JENSON, ROBERT W. (b. 1930)
Robert Jenson has been described as ‘America’s theologian’. Influenced by Jonathan Edwards, the American Norwegian is among the foremost theologians of his day. A ‘theologian of culture’, Jenson’s theology covers a wide array of disciplines, issues and art-forms.
First trained at Luther College, Jenson taught in Oxford, Gettysburg, Minnesota and Princeton, publishing over twenty-five monographs and hundreds of essays and articles. Describing himself as a ‘theologian of the one church’, he co-founded Pro-Ecclesia, a journal dedicated to Catholic and Evangelical theology.
Having completed his doctoral research on Karl Barth, under Peter Brunner, the systematic style and scope of Jenson’s work reflect the grand tradition of G. W. F. Hegel. Refusing to blindly accept the language of Western philosophy, particularly when influenced by Greek religion, Jenson’s metaphysics are rooted in the biblical narrative and gospel story.
‘Who is God?’ Regularly returning to this question, Jenson’s answer proves persistent. God is whoever raised Jesus from the dead. This discovery leads to a triple identification. As Father, Son and Holy Spirit, the triune God assumes the revelatory lead role in the biblical drama. The coalescence of biblical exposition and trinitarian doctrine comprise Jenson’s contribution to twentieth-century theology’s trinitarian revival.
Jenson’s trinitarian commitments and systematic approach are evident in his treatment of time and the church. Dismissing the notion of ‘timelessness’ as the erroneous import of Greek philosophy, Jenson posits a biblical alternative. Not timeless but eternal, God’s triune life comprises a unique and unending temporality. Thus, in creation, God makes time for us. Certain critics allege that this leads to pantheism, or panentheism.
Unperturbed, Jenson’s ecclesiology proves similarly immanent. In his radical ecumenist rendition of Luther’s totus Christus, Jenson proclaims the church as the presence of the resurrected Christ in time and space. This claim alone underlines the courage, drama, relevance and importance of Robert Jenson’s work.

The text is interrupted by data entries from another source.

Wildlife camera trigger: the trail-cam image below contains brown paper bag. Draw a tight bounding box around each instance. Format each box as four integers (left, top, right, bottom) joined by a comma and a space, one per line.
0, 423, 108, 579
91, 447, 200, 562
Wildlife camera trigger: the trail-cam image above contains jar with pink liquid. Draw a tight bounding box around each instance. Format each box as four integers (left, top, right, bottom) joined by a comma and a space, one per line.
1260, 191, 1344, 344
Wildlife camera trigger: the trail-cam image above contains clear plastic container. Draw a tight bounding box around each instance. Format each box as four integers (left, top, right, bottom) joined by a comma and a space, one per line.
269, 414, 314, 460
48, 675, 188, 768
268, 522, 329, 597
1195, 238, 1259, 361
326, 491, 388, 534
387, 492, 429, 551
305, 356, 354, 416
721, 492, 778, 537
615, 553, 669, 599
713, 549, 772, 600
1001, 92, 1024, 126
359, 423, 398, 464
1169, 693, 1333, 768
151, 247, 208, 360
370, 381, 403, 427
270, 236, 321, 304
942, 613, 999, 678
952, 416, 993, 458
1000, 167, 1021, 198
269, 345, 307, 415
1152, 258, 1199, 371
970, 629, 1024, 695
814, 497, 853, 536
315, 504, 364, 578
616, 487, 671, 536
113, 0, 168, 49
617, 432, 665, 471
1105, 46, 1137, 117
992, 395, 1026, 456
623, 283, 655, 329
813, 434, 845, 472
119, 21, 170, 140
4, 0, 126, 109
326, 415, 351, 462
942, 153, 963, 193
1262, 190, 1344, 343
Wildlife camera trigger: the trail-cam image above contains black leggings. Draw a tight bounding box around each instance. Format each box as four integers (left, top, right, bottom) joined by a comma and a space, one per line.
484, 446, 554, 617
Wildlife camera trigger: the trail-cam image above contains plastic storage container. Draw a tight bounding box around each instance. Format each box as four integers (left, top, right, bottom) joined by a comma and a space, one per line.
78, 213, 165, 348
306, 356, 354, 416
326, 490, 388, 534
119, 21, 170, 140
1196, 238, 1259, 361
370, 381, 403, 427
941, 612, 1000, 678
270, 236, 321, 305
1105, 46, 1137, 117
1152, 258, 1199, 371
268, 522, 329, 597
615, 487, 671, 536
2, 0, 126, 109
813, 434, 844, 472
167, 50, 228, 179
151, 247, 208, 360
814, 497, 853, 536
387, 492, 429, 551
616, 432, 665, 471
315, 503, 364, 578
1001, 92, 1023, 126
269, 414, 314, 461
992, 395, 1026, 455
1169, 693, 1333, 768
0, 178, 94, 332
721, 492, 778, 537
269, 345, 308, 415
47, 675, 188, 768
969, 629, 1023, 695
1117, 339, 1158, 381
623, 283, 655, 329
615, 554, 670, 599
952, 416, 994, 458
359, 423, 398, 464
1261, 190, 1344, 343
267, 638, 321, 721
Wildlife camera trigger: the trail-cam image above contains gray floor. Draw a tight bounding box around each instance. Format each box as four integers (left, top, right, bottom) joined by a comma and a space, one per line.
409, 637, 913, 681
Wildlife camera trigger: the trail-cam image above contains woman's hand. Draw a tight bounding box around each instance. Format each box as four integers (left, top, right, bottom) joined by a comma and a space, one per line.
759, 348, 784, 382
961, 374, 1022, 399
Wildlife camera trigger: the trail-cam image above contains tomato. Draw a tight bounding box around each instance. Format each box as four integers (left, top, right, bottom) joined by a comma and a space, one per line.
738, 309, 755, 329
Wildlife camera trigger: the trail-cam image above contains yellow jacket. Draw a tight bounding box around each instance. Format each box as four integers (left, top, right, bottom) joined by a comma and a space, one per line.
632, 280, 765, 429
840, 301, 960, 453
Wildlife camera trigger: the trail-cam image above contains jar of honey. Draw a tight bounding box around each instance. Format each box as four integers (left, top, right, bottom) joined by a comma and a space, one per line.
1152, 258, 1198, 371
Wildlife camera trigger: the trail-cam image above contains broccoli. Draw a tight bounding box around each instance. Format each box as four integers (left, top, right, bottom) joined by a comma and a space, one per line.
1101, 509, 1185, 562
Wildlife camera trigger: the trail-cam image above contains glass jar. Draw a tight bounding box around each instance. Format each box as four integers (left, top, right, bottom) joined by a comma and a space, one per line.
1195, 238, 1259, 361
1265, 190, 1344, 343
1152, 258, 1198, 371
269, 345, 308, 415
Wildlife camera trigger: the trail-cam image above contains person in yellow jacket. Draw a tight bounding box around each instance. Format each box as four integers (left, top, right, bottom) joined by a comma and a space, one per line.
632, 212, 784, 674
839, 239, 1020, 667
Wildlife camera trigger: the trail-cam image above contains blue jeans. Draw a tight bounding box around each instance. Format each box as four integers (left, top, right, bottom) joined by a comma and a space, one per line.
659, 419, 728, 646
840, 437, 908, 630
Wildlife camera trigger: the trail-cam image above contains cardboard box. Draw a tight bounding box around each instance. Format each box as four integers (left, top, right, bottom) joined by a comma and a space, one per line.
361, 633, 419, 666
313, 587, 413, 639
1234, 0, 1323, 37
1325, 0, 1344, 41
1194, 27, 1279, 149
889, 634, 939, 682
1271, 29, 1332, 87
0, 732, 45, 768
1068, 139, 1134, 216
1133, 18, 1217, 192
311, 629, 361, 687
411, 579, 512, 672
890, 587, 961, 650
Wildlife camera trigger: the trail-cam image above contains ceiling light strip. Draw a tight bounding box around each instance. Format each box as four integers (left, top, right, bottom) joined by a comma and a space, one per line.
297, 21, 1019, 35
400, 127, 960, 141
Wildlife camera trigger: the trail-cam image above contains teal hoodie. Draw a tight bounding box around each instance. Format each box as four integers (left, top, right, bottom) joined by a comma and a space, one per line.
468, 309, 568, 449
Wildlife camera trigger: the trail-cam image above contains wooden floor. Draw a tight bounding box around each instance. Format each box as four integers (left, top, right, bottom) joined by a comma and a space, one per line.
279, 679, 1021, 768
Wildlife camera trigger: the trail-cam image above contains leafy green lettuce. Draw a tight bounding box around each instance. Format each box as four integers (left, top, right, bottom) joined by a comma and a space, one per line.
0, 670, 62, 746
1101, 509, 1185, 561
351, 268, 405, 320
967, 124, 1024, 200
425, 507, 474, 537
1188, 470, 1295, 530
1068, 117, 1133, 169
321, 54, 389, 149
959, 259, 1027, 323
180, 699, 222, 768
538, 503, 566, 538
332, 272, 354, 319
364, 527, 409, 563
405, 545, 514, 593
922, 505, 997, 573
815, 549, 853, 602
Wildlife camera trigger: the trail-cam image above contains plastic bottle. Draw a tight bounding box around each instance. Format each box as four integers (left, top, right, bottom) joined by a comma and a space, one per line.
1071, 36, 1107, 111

- Story and Promise: A Brief Theology of the Gospel about Jesus (Philadelphia, 1973);
- Essays in Theology of Culture (Grand Rapids, 1995);
- Systematic Theology: The Triune God, vol. 1 (New York, 1997);
- Systematic Theology: The Works of God, vol. 2 (New York, 1999).
- C. E. Gunton, Trinity, Time, and Church: A Response to the Theology of Robert W. Jenson (Grand Rapids, 2000).